Reed McKenna

Personal information
- Full name: Reed Anthony McKenna
- Date of birth: August 8, 1992 (age 33)
- Place of birth: Columbus, Ohio, U.S.
- Height: 1.78 m (5 ft 10 in)
- Position: Forward

Team information
- Current team: FC Mulhouse Portland

Youth career
- 2008–2010: Nomads SC
- 2010–2011: San Diego Surf

College career
- Years: Team / Apps / (Gls)
- 2011–2012: UCLA Bruins
- 2013–2014: UC Santa Barbara Gauchos

Senior career*
- Years: Team / Apps / (Gls)
- 2011–2012: Orange County Blue Star / 8 / (0)
- 2013–2014: Portland Timbers U23s / 11 / (1)
- 2015: Oklahoma City Energy FC / 2 / (0)
- 2016–2018: Ventura County Fusion / 10 / (5)
- 2018–2019: FC Mulhouse Portland / 9 / (4)

= Reed McKenna =

American soccer player (born 1992)

Reed Anthony McKenna (born August 8, 1992) is an American soccer player who currently plays for FC Mulhouse Portland in the National Premier Soccer League.
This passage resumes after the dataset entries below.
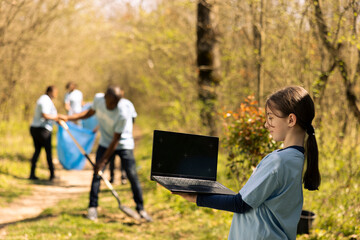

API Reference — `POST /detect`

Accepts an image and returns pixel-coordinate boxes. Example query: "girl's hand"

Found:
[171,192,197,203]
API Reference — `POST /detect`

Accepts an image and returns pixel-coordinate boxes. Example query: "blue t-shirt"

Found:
[31,94,57,131]
[229,148,304,240]
[91,93,135,150]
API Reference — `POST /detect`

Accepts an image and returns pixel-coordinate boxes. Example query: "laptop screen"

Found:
[151,130,219,181]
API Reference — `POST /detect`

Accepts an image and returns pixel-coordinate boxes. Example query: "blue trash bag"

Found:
[81,103,98,130]
[57,122,96,170]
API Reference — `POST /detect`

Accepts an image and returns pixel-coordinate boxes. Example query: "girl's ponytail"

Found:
[265,86,321,191]
[303,125,321,191]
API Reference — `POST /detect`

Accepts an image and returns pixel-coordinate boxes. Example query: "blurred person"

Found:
[62,86,152,222]
[64,82,84,125]
[29,86,58,180]
[110,96,137,184]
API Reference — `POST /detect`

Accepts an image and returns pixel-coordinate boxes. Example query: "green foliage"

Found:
[219,96,279,186]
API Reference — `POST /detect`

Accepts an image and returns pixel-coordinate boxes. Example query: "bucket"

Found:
[297,210,316,234]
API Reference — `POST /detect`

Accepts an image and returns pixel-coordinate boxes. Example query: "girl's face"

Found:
[265,107,288,142]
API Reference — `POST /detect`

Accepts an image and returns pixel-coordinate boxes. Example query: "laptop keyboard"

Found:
[156,176,227,189]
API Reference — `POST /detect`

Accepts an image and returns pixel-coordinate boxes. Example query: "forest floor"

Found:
[0,161,102,237]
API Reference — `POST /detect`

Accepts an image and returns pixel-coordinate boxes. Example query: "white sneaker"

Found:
[86,207,97,221]
[138,210,152,222]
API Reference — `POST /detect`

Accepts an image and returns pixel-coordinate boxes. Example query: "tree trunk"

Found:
[312,0,360,123]
[196,0,221,136]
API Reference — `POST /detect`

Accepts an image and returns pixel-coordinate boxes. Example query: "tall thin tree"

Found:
[196,0,221,136]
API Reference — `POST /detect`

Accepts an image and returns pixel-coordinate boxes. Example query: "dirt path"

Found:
[0,159,98,238]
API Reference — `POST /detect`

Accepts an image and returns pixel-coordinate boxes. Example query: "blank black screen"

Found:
[151,130,219,180]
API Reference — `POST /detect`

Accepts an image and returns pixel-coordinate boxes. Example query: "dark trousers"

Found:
[89,146,144,210]
[30,127,54,177]
[109,157,126,180]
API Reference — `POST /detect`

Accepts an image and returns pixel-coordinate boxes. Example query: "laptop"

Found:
[151,130,236,195]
== Early life and education ==
McKenna was born in Columbus, Ohio on August 8, 1992. His family relocated to Hawaii, where he attended Punahou School as a freshman and played on their varsity boys soccer team. He would later relocate with his family to San Diego, where McKenna attended Rancho Bernardo High School. He finished his high school career in San Diego and was named as an ESPN RISE first-team All-American.
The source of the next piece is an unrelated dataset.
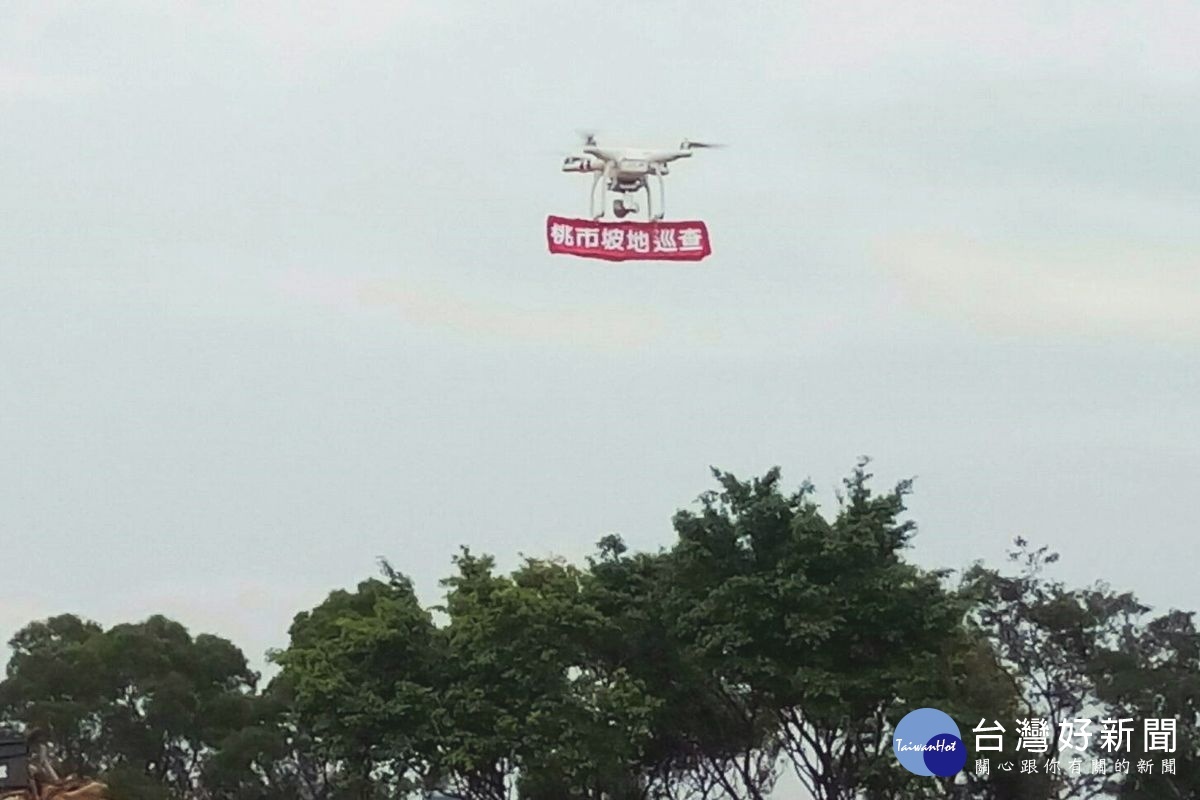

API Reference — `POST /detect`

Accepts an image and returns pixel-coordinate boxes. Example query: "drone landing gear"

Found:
[588,174,666,222]
[612,198,637,219]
He enrolled at the University of California, Los Angeles, where he played collegiate soccer. In his two seasons with the Bruins, he made 16 appearances.

After the 2012 season, McKenna transferred to University of California, Santa Barbara. During his time with the Gauchos men's soccer team, he made a total of 41 appearances and tallied four goals and two assists.

McKenna also played in the Premier Development League for Orange County Blue Star and Portland Timbers U23s while enrolled in college.

== Career ==
On March 12, 2015, McKenna signed a professional contract with USL club Oklahoma City Energy FC. Two months later, he made his professional debut in a 2–2 draw against Whitecaps FC 2. He made two appearances for the club.